Why Is There a Person in Your ATM?

By Eric Reed

On Thursday morning Bank of America announced that it will begin putting live people on the other end of its ATM machines. Called Teller Assist, the project aims to create an all-in-one experience, offering customers the convenience of an ATM with the human interaction of a storefront.

Although users will still be able to select all of the traditional functions of an ATM, they will now also be able to videoconference with a Bank of America employee. The system will offer some of the same services found at the counter, including redeeming checks for cash and choosing various denominations for a withdrawal. Planned, but not yet implemented, features include making loan payments and splitting deposits among multiple accounts.

ATMs will still offer computerized services 24/7, and Teller Assist will operate from 7 a.m. until 10 p.m. local time during weekdays and from 8 a.m. until 5 p.m. local time on the weekends. According to Bank of America spokesperson Tara Burke, Bank of America will pilot this program with 36 machines in Boston and Atlanta over the second quarter of 2013. Plans for future markets will depend on feedback and are currently evolving.

"We've seen a growing demand for self-service banking," Burke said, explaining the drive behind this new program. She assures customers that fees will remain the same at all ATM's, including those with Teller Assist, and that the only difference will be the expanded functionality.

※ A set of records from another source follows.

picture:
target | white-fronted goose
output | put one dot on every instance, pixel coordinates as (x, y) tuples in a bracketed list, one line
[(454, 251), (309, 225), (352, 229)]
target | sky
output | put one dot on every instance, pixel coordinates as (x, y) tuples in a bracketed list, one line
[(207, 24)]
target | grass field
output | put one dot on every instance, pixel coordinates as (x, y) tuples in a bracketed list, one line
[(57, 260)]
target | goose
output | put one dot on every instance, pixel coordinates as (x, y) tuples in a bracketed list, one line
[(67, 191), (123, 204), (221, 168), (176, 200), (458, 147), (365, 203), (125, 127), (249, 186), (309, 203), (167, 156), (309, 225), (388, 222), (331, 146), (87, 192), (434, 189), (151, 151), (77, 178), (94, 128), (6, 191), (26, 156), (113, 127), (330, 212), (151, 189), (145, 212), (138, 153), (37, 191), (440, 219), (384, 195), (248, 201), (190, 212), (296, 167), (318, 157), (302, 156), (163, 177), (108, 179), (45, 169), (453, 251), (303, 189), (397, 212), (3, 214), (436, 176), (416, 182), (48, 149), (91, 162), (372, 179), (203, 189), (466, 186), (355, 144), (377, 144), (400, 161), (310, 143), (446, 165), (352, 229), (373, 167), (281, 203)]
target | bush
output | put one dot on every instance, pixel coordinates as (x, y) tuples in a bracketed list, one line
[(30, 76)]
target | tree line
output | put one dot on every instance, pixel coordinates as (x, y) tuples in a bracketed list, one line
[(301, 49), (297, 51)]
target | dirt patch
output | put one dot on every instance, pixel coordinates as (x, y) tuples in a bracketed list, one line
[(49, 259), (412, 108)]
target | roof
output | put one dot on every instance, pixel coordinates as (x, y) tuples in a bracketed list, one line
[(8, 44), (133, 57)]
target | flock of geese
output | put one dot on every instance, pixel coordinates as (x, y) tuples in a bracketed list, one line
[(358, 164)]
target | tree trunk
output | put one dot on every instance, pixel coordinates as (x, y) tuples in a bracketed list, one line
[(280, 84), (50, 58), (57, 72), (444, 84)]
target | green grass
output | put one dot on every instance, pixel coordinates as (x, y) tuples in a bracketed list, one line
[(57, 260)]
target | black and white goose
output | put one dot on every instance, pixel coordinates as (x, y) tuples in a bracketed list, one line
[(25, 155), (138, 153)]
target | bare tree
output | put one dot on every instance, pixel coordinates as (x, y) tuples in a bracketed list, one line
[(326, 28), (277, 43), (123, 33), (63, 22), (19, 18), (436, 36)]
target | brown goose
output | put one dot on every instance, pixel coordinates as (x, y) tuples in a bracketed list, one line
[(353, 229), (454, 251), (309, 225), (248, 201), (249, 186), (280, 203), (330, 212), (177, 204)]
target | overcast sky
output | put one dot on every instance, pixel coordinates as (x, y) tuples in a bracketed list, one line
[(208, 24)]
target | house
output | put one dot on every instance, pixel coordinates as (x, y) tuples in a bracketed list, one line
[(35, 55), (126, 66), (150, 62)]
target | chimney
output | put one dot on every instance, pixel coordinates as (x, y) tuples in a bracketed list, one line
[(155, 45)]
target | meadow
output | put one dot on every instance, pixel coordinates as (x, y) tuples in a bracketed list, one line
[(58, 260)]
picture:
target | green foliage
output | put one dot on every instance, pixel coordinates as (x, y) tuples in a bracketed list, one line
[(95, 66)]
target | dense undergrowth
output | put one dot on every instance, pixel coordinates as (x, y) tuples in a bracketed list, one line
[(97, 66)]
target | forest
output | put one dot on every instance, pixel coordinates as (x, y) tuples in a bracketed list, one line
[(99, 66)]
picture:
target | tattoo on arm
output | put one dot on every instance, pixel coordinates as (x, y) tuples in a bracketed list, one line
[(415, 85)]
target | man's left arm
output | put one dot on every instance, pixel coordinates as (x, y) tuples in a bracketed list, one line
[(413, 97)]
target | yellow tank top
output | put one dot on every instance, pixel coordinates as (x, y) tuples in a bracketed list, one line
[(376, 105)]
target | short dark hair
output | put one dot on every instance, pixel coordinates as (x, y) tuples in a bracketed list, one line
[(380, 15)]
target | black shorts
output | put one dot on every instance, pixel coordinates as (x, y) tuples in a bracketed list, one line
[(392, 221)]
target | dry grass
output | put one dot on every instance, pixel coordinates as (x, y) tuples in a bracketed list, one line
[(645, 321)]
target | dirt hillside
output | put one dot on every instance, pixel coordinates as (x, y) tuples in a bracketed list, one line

This technology is part of a greater industry trend toward finding a balance between digital and personal interaction and has been successful for the other banks that have pioneered it, including Coastal Federal Credit Union (CFCU), which debuted its "Personal Teller Machines" in 2008. CFCU is the first institution to got 100% video banking, according to Jim Mecca, a spokesperson for CFCU.

The Personal Teller Machines are dedicated systems, Mecca said, which means that they don't double as ATMs. Instead, they fill all the roles of a traditional teller for CFCU, and have allowed the bank to move that function completely online. Branch staff is now dedicated to complex transactions such as lending and account management, while deposits, withdrawals and checking are all handled by video conference with a teller at the credit union's headquarters.

"It's actually worked out very well for us, because the in-branch management isn't focused on what's going on behind the teller line," Mecca said. "We were really looking at streamlining and optimizing the teller function."

CFCU reports positive results from the digital shift, including increased sales across its branches as well as a higher rate of turnaround for its tellers. Mecca said that the credit union can also operate with less staff now; since it no longer needs to dedicate personnel to rarely visited locations, each teller's time can be used more efficiently.

All of this comes as no surprise to Greg Kelly, a principal with Deloitte consulting who has specialized in the banking industry for the last 24 years.

"I think that this trend will continue," he said. "A number of banks already use video in their branches, and a number of them have moved from click to chat to click to video on your PC at home... Depending on how savvy the user is, you can do almost any transaction and you don't need to walk into a branch."

As part of Deloitte's consulting team Kelly has written on this subject before, including a 2012 article in the Wall Street Journal titled "Is it Time for Real-Time Banking?" The issue for the banks, he says, comes down to cost. (http://deloitte.wsj.com/cio/2012/04/04/is-it-time-for-real-time-banking/)

"When you do a mobile transaction, it's about 10 times less than the cost of an ATM transaction," he said. "When you do an ATM transaction it's about 50 times cheaper than a branch transaction. Banks are always trying to move the customer to the lower cost channel."

The switch to videoconferencing is another step in that direction, allowing banks to achieve through low-cost ATMs functions ordinarily reserved to a branch. Although Burke declined to comment on the costs and savings of Bank of America's Teller Assist program, the external numbers speak for themselves. A 2010 report by Deloitte indicated that banks could reduce costs by as much as 80% per transaction by moving customers from a branch to a traditional ATM, and CFCU's experience with video-enabled machines bears this out.

Kelly explained that under the current model, a bank needs to staff its locations regardless of the cost, which often means money spent on expensive urban real estate and salaries for under-used staff in rural locations. With systems such as the Personal Teller Machine or Teller Assist, a bank can centralize its staff in lower-cost locations, reducing the overhead of both property and time. These savings could come just in the nick of time for Bank of America, which has seen its profits decline sharply over the last few years.

Kelly envisions more and more banks shifting in this direction, driven by both savings and a changing generation's embrace of technology.

"The younger you are, I think you'll be more comfortable," he said. "They've grown up in a new world of digital interaction."

The model has worked very well for CFCU, with Mecca describing it as a great success for both the credit union and its customers. Due to the new system, branches have been able to keep longer hours with shorter wait times than before, he said, and customer response has been positive.

Still, while video tellers may be the wave of the future, Kelly doesn't expect them to completely replace the neighborhood banker anytime soon.

"I think personal interaction is preferable for a more complex transaction," he said, "People want to go in and talk to their financial advisor or wealth advisors. That's a very relationship based product. You're always going to need a face to face basis there, and I don't think that's going to go away."